Было в этом мальчике что-то необузданное, хаотическое, бескультурное, что еще надлежало сломить, опасный пламень, который еще до́лжно потушить и затоптать. Человек, каким его создала природа, опрометчив, непостижим, опасен. Он словно поток, мчащийся с незнакомой горы, дремучий лес без дорог и порядка. И подобно тому, как дремучий лес надлежит проредить, расчистить и принудительно ограничить, школе надлежит сломить, победить и принудительно ограничить природного человека; ее задача – согласно одобренным властью принципам сделать его полезным членом общества и пробудить в нем качества, полное формирование коих завершит затем тщательная муштра в казарме.
Как превосходно развивался младший Гибенрат! Праздношатание и игры он бросил почти по собственной воле, глупого смеха на уроках от него никто давным-давно не слыхал, распрощался он и с работой в саду, и с разведением кроликов, и со злосчастной рыбалкой.
Однажды вечером господин директор собственной персоной наведался в дом Гибенратов. Учтиво отделавшись от польщенного отца, он прошел в комнату Ханса и застал мальчика за Евангелием от Луки.
– Прекрасно, Гибенрат, снова прилежно работаешь! – чрезвычайно приветливо сказал директор. – Но почему же ты у меня больше не появляешься? Я жду тебя каждый день.
– Я бы пришел, – виновато отвечал Ханс, – просто мне хотелось принести хотя бы одну хорошую рыбину.
– Рыбину? Какую такую рыбину?
– Ну, карпа или что-нибудь в этом роде.
– Ах вот как. Ты снова рыбачишь?
– Да, немного. Папенька разрешил.
– Хм. Ну-ну. И получаешь большое удовольствие?
– Да, конечно.
– Прекрасно, прекрасно, ты ведь честно заслужил каникулы. И, наверно, тебе не очень-то хочется попутно немножко поучиться?
– Конечно, хочется, господин директор.
– Но я вовсе не имею намерения навязывать тебе что-то, к чему ты сам не расположен.
– Напротив, я очень даже расположен.
Директор несколько раз глубоко вздохнул, пригладил редкую бородку и сел на стул.
– Видишь ли, Ханс, дело обстоит так. По опыту издавна известно, что как раз после превосходно выдержанного экзамена часто вдруг наступает спад. В семинарии необходимо осваивать сразу несколько новых предметов. И некоторое число учащихся летом всегда работает впрок – нередко именно те, кто на экзамене показал себя менее успешно. И они тогда внезапно вырываются вперед за счет тех, кто в каникулы почивал на лаврах. – Он опять вздохнул. – Здесь, в школе, тебе было легко всегда оставаться первым. В семинарии же ты найдешь других товарищей, сплошь одаренных или весьма прилежных мальчиков, которых играючи не обогнать. Понимаешь?
– О да.
– Вот я и хотел предложить тебе на каникулах немного поработать впрок. Разумеется, в меру! Сейчас твое право и обязанность – хорошенько отдохнуть. Я думаю, час или два в день будет достаточно. Иначе легко выбиться из колеи, и затем понадобятся недели, чтобы снова войти в ритм. Как ты полагаешь?

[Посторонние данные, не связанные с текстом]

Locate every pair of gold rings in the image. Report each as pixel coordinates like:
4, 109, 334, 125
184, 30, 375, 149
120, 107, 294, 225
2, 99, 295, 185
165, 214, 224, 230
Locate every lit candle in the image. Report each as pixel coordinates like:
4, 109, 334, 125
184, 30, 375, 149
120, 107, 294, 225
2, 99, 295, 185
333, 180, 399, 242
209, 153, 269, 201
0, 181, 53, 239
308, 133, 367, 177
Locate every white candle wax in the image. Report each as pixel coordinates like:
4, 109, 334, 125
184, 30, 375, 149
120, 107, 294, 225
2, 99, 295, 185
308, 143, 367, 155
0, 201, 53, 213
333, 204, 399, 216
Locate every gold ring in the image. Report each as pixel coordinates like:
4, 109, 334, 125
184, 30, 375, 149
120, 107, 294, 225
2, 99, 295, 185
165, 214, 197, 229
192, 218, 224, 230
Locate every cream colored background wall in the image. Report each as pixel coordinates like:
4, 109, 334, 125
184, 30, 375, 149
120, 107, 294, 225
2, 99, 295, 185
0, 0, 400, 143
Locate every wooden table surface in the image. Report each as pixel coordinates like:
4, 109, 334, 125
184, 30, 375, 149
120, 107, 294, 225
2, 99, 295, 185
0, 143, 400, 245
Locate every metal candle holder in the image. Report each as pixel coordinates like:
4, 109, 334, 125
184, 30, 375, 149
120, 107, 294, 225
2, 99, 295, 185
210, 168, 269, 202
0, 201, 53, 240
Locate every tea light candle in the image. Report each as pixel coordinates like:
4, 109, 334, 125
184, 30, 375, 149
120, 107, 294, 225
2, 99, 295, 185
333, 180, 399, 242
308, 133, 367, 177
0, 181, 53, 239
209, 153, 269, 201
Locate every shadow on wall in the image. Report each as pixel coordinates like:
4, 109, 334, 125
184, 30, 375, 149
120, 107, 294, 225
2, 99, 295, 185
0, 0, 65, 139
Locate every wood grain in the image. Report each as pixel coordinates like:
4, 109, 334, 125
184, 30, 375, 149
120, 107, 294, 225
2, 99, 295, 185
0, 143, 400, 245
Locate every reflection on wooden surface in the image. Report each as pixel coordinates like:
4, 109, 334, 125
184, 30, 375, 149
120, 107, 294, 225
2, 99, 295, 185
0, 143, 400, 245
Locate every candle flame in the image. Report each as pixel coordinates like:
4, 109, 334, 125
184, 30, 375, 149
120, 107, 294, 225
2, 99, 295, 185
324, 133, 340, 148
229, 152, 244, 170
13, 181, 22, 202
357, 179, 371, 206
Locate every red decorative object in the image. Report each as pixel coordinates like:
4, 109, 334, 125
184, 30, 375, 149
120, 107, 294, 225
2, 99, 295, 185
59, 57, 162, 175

– Я готов, господин директор, коли вы так добры…
– Вот и хорошо. Наряду с древнееврейским в семинарии прежде всего Гомер откроет перед тобой новый мир. И ты будешь читать его с удвоенным наслаждением и пониманием, если мы уже теперь заложим прочную основу. Язык Гомера, древний ионический диалект вкупе с гомеровской просодией – нечто особенное, совершенно своеобразное, он требует прилежания и обстоятельности, коль скоро вообще желаешь прийти к должному наслаждению этими сочинениями.

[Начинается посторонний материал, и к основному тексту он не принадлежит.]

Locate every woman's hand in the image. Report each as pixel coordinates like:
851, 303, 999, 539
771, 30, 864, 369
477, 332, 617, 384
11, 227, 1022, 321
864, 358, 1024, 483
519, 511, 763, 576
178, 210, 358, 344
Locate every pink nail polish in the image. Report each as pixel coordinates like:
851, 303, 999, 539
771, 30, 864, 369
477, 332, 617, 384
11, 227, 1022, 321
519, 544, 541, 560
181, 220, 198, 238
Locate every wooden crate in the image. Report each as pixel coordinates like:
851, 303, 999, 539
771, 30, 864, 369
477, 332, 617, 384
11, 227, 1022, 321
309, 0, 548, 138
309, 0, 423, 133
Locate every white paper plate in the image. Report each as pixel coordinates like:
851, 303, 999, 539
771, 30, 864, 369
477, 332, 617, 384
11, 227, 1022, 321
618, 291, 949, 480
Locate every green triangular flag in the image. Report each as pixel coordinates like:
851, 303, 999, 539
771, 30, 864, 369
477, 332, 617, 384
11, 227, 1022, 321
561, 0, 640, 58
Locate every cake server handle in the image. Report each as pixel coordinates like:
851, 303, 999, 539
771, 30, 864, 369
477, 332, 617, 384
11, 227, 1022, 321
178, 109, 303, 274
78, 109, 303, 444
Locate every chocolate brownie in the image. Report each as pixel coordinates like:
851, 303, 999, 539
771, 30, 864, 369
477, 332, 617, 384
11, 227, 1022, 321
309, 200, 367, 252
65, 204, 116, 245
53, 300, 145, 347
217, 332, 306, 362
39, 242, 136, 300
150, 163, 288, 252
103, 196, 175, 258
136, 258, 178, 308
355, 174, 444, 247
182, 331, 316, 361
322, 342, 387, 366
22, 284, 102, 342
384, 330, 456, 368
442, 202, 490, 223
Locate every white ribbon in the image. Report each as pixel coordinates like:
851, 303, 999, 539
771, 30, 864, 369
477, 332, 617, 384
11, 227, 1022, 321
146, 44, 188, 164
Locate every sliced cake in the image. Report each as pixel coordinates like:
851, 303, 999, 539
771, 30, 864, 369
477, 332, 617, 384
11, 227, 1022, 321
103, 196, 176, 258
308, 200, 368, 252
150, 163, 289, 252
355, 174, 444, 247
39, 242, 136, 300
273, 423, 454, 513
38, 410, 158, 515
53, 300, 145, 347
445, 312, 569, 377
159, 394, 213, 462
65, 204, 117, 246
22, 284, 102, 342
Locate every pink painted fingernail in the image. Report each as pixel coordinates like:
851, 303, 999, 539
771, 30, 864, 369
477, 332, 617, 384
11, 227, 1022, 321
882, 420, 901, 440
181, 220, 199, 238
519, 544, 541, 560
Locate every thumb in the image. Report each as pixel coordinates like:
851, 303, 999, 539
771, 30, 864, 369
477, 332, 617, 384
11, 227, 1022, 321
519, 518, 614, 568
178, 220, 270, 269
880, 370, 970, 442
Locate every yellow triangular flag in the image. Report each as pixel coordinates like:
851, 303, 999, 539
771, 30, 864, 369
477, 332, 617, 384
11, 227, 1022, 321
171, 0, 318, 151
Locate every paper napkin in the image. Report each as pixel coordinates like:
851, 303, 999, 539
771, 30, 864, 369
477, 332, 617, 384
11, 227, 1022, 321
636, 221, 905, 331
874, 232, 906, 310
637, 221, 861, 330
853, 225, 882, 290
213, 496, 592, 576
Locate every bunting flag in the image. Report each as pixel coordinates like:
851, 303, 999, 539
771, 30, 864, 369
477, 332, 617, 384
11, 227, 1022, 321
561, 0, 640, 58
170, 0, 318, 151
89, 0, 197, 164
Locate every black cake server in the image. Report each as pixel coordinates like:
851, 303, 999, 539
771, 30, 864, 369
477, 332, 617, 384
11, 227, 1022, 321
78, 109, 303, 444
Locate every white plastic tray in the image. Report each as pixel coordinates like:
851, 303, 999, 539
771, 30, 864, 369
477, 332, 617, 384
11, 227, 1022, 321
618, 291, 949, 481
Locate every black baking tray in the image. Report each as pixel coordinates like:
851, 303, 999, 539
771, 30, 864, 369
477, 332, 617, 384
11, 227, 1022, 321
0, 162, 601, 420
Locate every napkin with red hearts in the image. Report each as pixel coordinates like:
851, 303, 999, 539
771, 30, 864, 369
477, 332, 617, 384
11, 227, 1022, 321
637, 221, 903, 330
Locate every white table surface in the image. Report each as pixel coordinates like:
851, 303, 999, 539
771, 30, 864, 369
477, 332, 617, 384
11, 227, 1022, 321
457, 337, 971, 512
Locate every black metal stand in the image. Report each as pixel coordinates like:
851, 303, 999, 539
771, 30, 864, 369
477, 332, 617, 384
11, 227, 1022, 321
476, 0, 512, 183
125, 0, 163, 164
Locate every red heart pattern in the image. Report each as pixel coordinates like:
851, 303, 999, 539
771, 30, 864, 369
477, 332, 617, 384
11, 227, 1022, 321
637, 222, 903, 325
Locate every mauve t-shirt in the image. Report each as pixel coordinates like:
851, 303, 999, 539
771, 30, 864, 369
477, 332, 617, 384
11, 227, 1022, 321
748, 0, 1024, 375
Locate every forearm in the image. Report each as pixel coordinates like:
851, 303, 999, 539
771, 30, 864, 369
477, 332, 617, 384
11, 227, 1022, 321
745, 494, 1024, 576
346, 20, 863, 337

Разумеется, Ханс охотно согласился проникнуть и в этот новый мир и обещал приложить все старания. Однако ж то были еще цветочки. Директор откашлялся и благосклонно продолжил:
– Откровенно говоря, мне было бы приятно, если бы ты уделил несколько часов и математике. Считаешь ты недурно, но в математике все же отнюдь не силен. В семинарии тебе придется изучать алгебру и геометрию, а для этого не мешало бы взять несколько подготовительных уроков.
– Разумеется, господин директор.
– Я, как ты знаешь, всегда рад тебя видеть. Для меня дело чести, чтобы ты стал изрядным, дельным человеком. Что же до математики, тебе надобно попросить отца, чтобы он позволил тебе брать частные уроки у нашего преподавателя. Пожалуй, три-четыре урока в неделю.
– Да, господин директор.
Работа вновь цвела утешным пышным цветом, и Ханс испытывал угрызения совести, если изредка все-таки часок рыбачил или гулял. Привычный час купания самоотверженный учитель математики выбрал для своих уроков.
Занятия алгеброй Ханс при всем своем усердии приятными не находил. Обидно как-никак в жаркий послеполуденный час идти не на реку, а в душную учительскую комнату и в пыльной, полной мушиного жужжанья атмосфере, с усталой головой и пересохшим горлом твердить «а» плюс «b» и «а» минус «b». В воздухе сквозило тогда что-то цепенящее и крайне гнетущее, что в плохие дни могло обернуться безутешностью и отчаянием. С математикой у него вообще все складывалось странно. Он не принадлежал к числу учеников, для которых она закрыта и непостижима, порой он находил хорошие, даже изящные решения и в таких случаях получал удовольствие. Ему нравилось, что в математике нет заблуждений и обмана, нет возможности отклониться от темы и забрести в обманчивые побочные области. По той же причине он любил латынь, ибо этот язык ясен, чеканно-тверд, однозначен и почти не ведает сомнений. Но от вычислений, если даже все результаты сходились, никакого толку, по сути, не было. Математические работы и уроки напоминали ему странствие по равнинной дороге: идешь вперед, каждый день понимаешь что-нибудь, чего еще вчера не понимал, но никогда не поднимаешься на гору, откуда внезапно открывается широкая панорама.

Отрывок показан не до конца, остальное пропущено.